Saturday, November 6, 2021

I've hit a real plateau

I've lost 200 lb the last 2 and 1/2 years utilizing the keto diet. I didn't do much exercising, I just focused on my diet and the pounds kind of just went away. Last Christmas I had my first cheat day since I had started keto and that sent me on a several months long bender where I was benging and eating tons of sugar and processed foods. Although I have finally gotten back to eating low carb, I still find it hard to resist the urge to binge. And even though I'm binging on keto friendly foods, I know it's sabotaging my weight loss.

I've been working out with a personal trainer for about three and a half months, I think that's really the only reason I haven't gained any more weight. But my weight loss is at a standstill, and I'm not sure how to get back into the mental space that I was in in order to focus on the weight loss without overeating and sabotaging myself. It's getting to the point to where I am obsessing over food which I know is putting me in a worse mental position to be able to handle weight loss.
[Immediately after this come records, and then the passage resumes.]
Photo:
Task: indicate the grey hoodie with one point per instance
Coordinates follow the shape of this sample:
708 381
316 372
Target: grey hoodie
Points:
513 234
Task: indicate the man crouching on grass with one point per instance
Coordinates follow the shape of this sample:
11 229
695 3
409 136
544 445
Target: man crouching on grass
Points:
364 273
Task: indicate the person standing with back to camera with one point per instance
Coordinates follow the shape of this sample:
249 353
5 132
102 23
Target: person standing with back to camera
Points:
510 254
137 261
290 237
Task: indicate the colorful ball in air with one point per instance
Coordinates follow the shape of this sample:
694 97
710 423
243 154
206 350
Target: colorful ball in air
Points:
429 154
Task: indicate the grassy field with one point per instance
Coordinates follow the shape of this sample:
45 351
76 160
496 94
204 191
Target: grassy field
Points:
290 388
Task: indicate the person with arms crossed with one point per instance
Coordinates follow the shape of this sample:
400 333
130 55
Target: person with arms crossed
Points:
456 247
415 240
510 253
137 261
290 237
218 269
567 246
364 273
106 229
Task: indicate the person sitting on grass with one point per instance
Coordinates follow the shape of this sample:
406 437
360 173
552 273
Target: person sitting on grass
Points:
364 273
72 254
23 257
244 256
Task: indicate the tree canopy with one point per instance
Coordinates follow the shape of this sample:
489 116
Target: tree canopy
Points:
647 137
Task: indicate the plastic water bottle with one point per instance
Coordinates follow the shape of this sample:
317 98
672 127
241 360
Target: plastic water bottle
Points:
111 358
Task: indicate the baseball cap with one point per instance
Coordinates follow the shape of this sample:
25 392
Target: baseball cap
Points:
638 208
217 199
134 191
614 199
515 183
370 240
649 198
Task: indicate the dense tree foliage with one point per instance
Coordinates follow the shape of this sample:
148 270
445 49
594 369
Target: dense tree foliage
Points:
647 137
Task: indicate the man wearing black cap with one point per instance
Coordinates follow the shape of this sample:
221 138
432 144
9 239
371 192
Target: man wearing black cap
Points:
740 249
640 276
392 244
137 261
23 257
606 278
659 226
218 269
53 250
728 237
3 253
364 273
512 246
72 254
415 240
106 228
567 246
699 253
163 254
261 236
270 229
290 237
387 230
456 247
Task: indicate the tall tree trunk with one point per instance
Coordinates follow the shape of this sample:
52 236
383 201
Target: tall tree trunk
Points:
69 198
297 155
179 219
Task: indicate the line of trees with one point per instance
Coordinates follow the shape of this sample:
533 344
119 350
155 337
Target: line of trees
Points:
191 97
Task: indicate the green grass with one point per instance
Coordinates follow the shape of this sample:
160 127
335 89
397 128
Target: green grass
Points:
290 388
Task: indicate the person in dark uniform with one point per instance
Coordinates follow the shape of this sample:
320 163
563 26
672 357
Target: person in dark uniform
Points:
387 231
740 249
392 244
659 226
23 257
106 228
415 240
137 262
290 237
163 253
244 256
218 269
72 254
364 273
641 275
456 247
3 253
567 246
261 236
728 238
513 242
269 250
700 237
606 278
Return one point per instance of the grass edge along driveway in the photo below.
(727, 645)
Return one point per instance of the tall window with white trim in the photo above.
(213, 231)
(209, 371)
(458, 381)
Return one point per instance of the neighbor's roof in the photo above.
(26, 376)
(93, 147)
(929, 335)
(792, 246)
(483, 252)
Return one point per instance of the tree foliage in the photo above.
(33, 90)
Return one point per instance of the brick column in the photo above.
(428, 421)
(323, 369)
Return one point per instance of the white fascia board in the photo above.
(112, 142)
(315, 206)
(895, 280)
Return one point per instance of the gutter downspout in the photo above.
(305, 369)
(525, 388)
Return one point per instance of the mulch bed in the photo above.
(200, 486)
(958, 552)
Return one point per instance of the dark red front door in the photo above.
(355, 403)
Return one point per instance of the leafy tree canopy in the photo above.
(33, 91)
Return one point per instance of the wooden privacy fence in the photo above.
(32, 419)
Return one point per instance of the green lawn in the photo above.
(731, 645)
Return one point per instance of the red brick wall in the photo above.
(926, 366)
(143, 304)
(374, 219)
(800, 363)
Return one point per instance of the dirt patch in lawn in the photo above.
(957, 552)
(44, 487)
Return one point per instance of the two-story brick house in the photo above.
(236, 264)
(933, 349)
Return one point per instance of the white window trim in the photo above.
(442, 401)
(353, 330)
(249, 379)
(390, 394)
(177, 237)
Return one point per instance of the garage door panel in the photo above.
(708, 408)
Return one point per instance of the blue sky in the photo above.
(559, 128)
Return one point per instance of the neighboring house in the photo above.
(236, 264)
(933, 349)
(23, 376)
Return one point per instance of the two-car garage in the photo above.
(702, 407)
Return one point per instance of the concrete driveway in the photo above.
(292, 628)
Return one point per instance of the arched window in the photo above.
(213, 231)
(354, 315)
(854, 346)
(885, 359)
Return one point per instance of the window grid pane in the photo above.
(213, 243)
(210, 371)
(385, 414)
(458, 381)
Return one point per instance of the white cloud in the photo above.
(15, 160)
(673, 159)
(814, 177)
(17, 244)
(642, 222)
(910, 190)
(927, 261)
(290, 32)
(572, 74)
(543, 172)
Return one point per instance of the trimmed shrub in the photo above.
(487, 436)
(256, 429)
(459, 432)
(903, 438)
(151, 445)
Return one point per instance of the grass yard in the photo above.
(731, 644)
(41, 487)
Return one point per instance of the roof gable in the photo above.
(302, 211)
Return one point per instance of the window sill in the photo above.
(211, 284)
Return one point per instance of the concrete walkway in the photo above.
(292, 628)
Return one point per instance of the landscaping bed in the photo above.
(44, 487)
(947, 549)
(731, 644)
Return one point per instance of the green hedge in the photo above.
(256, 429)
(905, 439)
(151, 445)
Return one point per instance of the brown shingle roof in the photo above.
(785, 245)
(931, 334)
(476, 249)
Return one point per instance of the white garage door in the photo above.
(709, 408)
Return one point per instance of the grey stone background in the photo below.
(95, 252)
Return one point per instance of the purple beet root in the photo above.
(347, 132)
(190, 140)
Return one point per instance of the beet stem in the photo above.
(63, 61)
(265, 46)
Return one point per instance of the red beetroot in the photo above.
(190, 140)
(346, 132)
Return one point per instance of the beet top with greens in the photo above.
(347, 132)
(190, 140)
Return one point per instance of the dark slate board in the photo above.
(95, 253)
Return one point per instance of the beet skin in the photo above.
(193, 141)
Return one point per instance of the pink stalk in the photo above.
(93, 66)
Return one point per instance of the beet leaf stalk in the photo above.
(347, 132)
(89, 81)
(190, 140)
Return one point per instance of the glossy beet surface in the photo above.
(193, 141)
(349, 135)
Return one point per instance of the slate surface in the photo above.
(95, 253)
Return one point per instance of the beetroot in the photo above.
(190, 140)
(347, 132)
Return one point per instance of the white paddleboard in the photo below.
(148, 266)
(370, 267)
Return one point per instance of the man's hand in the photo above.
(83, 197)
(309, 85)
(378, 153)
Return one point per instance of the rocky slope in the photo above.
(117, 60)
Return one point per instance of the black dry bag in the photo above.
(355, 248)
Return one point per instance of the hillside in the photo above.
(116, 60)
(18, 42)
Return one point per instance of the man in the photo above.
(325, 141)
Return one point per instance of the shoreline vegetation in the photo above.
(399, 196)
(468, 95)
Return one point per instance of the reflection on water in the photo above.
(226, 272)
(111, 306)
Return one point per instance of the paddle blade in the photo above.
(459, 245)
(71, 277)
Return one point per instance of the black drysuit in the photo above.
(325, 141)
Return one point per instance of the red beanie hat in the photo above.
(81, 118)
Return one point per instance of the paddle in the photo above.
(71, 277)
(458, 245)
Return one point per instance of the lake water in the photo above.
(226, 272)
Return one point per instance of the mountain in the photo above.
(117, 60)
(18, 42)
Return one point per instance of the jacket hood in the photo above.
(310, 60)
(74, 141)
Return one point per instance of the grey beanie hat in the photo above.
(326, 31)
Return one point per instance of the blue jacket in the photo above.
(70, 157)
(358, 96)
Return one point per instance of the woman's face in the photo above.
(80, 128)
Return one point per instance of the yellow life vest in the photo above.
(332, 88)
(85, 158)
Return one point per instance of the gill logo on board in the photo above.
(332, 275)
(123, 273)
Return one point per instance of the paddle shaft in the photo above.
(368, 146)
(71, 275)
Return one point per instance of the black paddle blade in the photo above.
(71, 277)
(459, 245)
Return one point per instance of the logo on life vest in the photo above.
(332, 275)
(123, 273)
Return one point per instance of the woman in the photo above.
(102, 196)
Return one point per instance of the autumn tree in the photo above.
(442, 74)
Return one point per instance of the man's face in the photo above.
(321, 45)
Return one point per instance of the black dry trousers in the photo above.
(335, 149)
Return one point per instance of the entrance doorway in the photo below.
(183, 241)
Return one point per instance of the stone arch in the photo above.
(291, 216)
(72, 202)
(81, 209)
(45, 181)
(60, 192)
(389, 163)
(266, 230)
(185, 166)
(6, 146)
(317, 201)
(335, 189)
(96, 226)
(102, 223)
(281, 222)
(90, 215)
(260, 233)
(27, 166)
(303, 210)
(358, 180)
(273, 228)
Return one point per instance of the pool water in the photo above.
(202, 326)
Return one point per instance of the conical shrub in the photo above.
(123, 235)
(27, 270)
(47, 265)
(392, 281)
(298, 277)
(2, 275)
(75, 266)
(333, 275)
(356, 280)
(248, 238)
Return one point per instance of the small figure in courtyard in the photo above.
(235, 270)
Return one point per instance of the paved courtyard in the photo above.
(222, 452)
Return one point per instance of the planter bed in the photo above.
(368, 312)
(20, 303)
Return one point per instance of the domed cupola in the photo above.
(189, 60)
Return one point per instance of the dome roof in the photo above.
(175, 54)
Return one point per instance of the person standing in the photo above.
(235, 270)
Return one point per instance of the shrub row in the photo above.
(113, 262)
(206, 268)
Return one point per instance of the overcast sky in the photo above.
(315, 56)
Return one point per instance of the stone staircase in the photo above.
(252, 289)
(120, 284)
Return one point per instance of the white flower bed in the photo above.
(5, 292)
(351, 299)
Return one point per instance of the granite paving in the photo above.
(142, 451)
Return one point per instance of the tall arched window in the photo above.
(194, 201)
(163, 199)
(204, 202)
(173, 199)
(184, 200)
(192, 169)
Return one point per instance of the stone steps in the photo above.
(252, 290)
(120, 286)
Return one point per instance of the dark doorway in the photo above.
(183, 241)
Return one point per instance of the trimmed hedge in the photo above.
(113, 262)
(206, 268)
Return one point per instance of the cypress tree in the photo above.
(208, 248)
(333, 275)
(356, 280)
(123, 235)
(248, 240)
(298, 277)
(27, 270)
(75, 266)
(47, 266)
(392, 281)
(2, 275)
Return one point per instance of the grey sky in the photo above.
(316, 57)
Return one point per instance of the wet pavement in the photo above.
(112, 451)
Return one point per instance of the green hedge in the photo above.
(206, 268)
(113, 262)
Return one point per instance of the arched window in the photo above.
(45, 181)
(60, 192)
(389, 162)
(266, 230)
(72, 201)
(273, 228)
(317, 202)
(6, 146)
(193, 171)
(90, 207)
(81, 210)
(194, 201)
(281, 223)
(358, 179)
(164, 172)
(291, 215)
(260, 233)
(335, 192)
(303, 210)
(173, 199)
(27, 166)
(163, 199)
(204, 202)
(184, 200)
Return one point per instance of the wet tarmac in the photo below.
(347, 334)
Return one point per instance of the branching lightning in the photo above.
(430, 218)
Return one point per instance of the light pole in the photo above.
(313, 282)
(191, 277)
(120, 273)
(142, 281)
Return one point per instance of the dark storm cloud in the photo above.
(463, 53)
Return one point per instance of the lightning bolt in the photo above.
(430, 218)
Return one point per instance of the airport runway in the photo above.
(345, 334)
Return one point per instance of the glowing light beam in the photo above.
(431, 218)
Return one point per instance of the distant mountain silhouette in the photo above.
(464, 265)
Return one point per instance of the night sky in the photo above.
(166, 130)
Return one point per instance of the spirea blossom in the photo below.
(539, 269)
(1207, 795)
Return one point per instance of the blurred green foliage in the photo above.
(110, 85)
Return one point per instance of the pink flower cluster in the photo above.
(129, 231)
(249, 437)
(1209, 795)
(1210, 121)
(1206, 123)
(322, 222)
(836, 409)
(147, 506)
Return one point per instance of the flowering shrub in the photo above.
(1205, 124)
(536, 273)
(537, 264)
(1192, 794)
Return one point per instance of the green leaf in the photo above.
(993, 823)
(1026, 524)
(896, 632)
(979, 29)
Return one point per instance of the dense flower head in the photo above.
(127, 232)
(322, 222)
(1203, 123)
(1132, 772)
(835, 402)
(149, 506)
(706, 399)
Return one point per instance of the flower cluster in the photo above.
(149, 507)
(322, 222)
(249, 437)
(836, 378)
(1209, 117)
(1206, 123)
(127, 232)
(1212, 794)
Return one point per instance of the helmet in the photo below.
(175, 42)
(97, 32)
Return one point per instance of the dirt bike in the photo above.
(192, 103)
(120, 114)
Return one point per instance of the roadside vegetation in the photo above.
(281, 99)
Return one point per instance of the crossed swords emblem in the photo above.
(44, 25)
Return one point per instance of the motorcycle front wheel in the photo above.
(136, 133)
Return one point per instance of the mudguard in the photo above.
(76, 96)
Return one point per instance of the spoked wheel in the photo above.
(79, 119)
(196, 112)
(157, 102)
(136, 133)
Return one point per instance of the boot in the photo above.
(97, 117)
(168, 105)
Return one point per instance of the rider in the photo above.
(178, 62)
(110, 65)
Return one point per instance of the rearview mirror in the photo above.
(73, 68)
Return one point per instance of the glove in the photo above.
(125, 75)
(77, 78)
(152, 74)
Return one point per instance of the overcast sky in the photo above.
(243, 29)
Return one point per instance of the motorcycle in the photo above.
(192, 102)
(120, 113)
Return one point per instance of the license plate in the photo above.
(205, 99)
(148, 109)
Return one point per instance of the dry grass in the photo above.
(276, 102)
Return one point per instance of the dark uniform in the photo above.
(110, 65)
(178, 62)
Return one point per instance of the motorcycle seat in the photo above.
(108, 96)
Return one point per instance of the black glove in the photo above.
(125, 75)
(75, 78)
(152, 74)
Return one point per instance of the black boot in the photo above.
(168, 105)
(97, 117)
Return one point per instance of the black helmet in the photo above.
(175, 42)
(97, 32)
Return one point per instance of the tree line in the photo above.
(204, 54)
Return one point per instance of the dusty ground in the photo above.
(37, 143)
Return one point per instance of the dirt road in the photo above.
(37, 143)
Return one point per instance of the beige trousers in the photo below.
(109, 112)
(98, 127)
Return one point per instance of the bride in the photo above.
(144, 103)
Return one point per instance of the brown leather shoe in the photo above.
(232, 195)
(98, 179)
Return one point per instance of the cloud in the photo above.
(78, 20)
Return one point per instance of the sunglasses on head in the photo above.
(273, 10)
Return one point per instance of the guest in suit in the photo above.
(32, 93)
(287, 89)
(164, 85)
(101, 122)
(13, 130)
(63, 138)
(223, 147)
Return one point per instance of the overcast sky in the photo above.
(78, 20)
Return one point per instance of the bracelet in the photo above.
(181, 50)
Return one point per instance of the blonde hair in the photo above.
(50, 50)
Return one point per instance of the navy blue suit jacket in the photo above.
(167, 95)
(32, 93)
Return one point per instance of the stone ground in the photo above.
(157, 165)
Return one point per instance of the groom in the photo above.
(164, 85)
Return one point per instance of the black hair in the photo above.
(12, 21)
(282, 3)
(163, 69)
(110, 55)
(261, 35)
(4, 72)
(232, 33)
I got down to 248 pounds from 480, but I've gone back up to about 295 to 305, (the scale stays between those numbers). My goal weight is two hundred pounds, but I am unsure how to get past this hurdle. I'm starting to feel maybe it's possible to have some kind of compulsive disorder but I am no therapist so I can't really say...

Can anyone relate? Does anyone have advice on what I can do to get back on track? I just want to get to a point to where I don't have to obsess over food, where I don't have to binge in order to feel good because ultimately it just makes me feel like shit.